The purpose of the North Carolina Motor Vehicle Dealers and Manufacturers Licensing Law is to address the historical disparity in *430the bargaining positions between manufacturers and dealers and to provide some protection for local dealers and the public from abuse of the franchise system by manufacturers. N.C.G.S. § 20-285 (1993); American Motors Sales Corp. v. Peters, 311 N.C. 311, 317 S.E.2d 351 (1984); Mazda Motors v. Southwestern Motors, 36 N.C. App. 1, 243 S.E.2d 793 (1978), rev’d in part on other grounds, 296 N.C. 357, 250 S.E.2d 250 (1979). As noted by Judge Wells in his concurring opinion in the Court of Appeals, the purpose of the notice requirement of section 20-305(4) is “to prevent franchisors from stonewalling proposed dealership changes or modifications by not responding to the dealer’s request or proposal.” Nissan Motor Corp. v. Fred Anderson Nissan, 111 N.C. App. 748, 756, 434 S.E.2d 224, 229 (1993). In this case, this purpose was attained, although there was not strict adherence to the statute as we have now interpreted it. On 3 October 1991, defendant personally delivered to plaintiff notice of its intent to relocate. Plaintiff responded indicating its opposition to the proposed relocation by a letter dated 31 October 1991, which was delivered by Federal Express on 1 November 1991. Further, the record indicates that one of plaintiff’s representatives telephoned defendant’s general manager on 1 November to confirm that the notice was received and read. Defendant confirmed receipt of the notice.

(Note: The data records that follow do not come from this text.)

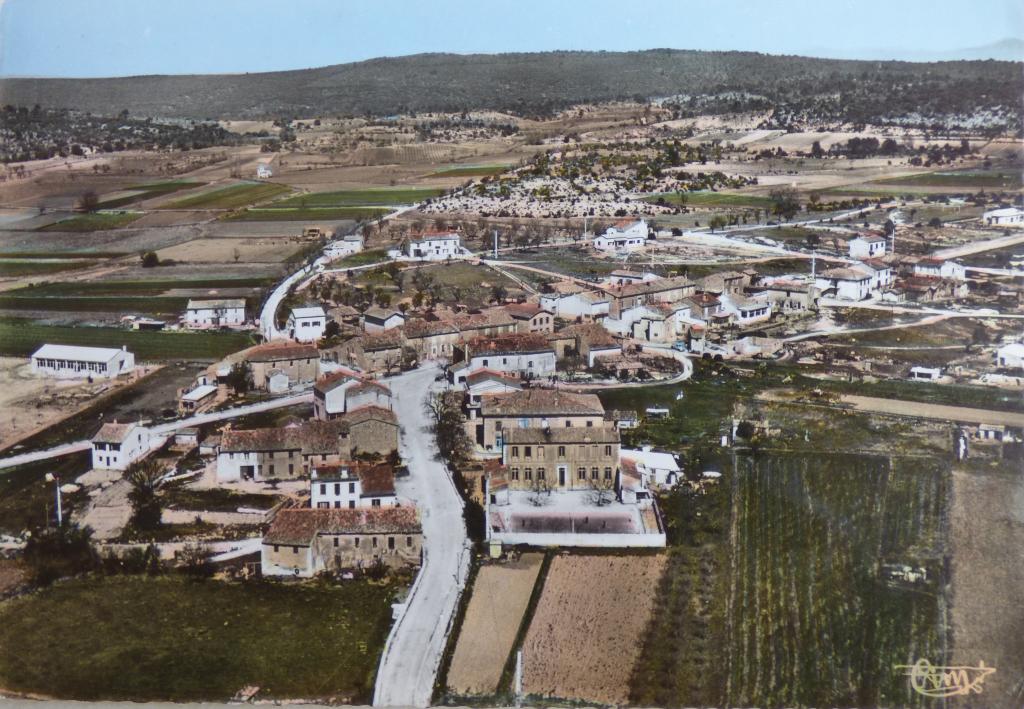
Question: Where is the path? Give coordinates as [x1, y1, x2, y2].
[374, 365, 469, 707]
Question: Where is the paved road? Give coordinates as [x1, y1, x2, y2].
[374, 365, 469, 707]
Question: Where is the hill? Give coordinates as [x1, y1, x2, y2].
[0, 49, 1024, 128]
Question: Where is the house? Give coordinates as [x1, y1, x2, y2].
[455, 333, 555, 384]
[847, 236, 886, 261]
[309, 463, 398, 509]
[324, 234, 362, 260]
[91, 421, 152, 470]
[32, 344, 135, 379]
[594, 219, 647, 252]
[467, 389, 604, 451]
[185, 298, 246, 328]
[913, 258, 967, 281]
[362, 306, 406, 333]
[505, 303, 555, 332]
[178, 384, 217, 414]
[621, 446, 683, 487]
[995, 342, 1024, 370]
[260, 507, 423, 578]
[910, 367, 942, 381]
[243, 342, 319, 390]
[981, 207, 1024, 226]
[403, 231, 462, 261]
[502, 425, 621, 492]
[285, 305, 327, 342]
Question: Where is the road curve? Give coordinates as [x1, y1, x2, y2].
[374, 365, 470, 707]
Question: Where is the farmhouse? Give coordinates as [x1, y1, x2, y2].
[467, 389, 604, 451]
[404, 232, 462, 261]
[285, 305, 327, 342]
[260, 507, 423, 578]
[185, 298, 246, 328]
[92, 421, 151, 470]
[32, 344, 135, 379]
[981, 207, 1024, 226]
[594, 219, 647, 252]
[309, 463, 398, 509]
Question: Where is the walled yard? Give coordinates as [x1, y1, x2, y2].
[522, 554, 667, 704]
[447, 554, 542, 695]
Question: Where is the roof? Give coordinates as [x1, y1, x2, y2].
[92, 421, 138, 443]
[185, 298, 246, 310]
[503, 426, 622, 446]
[292, 305, 327, 318]
[246, 342, 319, 362]
[181, 384, 217, 402]
[32, 344, 123, 362]
[480, 389, 604, 416]
[263, 507, 423, 546]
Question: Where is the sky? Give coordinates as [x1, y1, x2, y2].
[0, 0, 1024, 77]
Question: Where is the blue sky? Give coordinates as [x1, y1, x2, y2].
[0, 0, 1024, 77]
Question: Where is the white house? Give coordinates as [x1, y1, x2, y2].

On 27 November 1991 defendant filed its petition for a hearing which was held on 6 January 1992. Thus, this dealer received a timely response to its request to relocate and consideration of this request — through a hearing pursuant to section 20-305(4) — took place without delay.

The only consequence of plaintiff’s use of Federal Express was that defendant most likely received notice of plaintiff’s objection sooner than if the notice had been delivered by U.S. Mail. At no time has defendant contended that plaintiff’s response was not promptly received. In fact, it was in response to plaintiff’s notice of opposition to the relocation that defendant requested a hearing. Under these circumstances, I conclude that defendant suffered no harm as a result of plaintiff’s sending its notice of objection to the relocation by Federal Express rather than by U.S. Mail as we now determine the statute requires.